The FCA’s product governance rules come into force on 1 October and some insurance firms are not ready 

Global network for professional firms, KPMG has warned that there could be an “uneven playing field” in insurance ahead of the introduction of the FCA’s product governance rules on 1 October.

This is because some firms are more stringent than others in their definition of “good value,” according to KPMG UK’s director, James Hillon.

These product governance remedies aim to ensure that insurance firms are delivering “fair value” to customers in home and motor. 

Come Friday 1 October 2021, general insurance firms, intermediaries and trade bodies representing them will need to ensure they have implemented systems and controls, as well as having product governance frameworks up and running to assess whether insurance products deliver “fair value” for customers.

There is an additional 12-month period for appraising individual products.

Hillon said: “Insurance firms are just days away from a step change in how they demonstrate that their products offer customers good value. This first FCA deadline marks a significant milestone in the leap towards a more customer-centric industry.”

Starting point, not the finish line

The regulator initially split the pricing reforms across two deadlines – 1 October 2021 and January 2022 due to insurance industry concern around the four-month implementation period.

In addition to these rules, pricing model changes and auto-renewal remedies designed to prevent price walking practices and easier opting out methods at renewal must be in place by 1 January 2022, alongside the ability to adhere to additional reporting requirements.

On 25 August the FCA sent out a warning to insurance firms about the impending deadline for its product governance rules, following the publication of a review that suggested that some firms are not ready.

The review looked at how insurance firms designed, sold and reviewed their products to meet the customer’s needs.
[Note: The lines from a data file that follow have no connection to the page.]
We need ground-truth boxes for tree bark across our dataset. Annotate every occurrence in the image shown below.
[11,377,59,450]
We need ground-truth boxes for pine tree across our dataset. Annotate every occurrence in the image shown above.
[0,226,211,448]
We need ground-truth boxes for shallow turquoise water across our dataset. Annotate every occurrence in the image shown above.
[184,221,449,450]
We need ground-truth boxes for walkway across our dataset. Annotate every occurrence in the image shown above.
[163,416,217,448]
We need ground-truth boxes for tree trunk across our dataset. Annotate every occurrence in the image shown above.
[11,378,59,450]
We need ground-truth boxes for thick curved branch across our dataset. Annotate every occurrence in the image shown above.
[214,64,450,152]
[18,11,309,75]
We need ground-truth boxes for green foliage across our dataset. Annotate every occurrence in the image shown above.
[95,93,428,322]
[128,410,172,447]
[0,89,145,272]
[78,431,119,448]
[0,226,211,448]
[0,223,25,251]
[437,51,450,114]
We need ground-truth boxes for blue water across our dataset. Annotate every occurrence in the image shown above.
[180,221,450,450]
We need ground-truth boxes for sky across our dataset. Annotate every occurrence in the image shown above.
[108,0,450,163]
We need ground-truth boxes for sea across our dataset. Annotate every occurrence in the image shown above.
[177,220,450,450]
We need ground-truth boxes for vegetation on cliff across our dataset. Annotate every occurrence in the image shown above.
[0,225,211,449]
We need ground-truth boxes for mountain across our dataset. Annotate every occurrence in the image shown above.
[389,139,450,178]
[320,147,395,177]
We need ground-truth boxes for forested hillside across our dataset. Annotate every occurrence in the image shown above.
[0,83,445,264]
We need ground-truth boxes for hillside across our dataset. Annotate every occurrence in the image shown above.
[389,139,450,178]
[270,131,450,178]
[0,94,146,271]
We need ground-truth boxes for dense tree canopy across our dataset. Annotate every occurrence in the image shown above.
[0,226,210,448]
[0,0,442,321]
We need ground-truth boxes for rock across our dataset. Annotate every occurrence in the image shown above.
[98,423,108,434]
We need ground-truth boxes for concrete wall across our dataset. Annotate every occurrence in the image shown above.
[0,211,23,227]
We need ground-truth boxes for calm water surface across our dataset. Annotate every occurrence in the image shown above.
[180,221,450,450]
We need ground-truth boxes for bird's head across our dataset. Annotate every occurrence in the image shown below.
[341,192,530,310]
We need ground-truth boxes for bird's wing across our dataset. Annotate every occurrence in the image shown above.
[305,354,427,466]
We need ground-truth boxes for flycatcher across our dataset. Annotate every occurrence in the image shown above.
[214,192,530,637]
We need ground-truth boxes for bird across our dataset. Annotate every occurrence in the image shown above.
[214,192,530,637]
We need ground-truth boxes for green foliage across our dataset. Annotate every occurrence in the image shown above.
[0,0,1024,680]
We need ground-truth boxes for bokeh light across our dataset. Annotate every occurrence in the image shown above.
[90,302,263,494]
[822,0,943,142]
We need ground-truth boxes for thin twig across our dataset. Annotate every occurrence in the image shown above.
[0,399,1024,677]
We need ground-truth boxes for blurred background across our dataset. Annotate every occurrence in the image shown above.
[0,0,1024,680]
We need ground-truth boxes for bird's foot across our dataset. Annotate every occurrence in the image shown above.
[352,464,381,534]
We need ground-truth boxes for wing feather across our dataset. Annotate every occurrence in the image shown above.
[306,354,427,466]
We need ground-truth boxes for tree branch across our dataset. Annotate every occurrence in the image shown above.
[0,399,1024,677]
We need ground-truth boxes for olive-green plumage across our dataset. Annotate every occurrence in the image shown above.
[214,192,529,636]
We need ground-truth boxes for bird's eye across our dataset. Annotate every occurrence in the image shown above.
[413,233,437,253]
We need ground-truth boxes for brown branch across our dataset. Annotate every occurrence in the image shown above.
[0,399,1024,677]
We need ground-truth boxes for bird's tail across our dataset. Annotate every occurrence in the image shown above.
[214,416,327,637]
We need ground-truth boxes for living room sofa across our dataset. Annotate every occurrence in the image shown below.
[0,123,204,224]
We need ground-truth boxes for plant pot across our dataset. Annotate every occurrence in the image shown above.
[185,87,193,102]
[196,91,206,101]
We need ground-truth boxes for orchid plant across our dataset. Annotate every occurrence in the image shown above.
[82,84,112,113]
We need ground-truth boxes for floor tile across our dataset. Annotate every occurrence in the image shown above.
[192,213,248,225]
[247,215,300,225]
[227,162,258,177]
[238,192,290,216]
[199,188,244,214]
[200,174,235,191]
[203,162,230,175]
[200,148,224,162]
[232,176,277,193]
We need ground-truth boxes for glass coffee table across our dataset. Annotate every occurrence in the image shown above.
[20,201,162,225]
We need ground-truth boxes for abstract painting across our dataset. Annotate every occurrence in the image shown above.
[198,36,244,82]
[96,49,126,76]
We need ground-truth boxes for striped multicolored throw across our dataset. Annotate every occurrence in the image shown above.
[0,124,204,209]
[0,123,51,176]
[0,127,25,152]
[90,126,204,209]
It found that while some firms had made good progress in meeting the FCA’s existing rules and guidance, too many firms are not fully meeting the FCA’s standards.

The review found the following weaknesses:

  • Insufficient focus on customers, outcomes, and product value, including when considering value in the context of Covid-19.
  • Shortcomings in governance and oversight of products.

Sheldon Mills, executive director for supervision, policy and competition at the FCA, said: “These firms have significant work to do urgently to be able to comply with the enhanced product governance rules. Firms that fail to do that work risk regulatory action.”

Hillon continued: “The fact the FCA felt it necessary to issue a warning signal to firms about their level of readiness indicates that some are in the middle of a sprint finish right now, however, the majority of firms we have come across are making sure and steady progress.

“But 1 October is the starting point and not the finish line. The bumps will come later as we potentially see firms interpret ‘good value’ in different ways.”

Rules concerning premium finance disclosure are also scheduled to come into force from the new year, recently switched from the 1 October deadline.

Hillon added: “This could become even more pronounced when the new rules, in relation to car and home insurance pricing, hit at the end of the year. This is something the FCA will be watching closely.”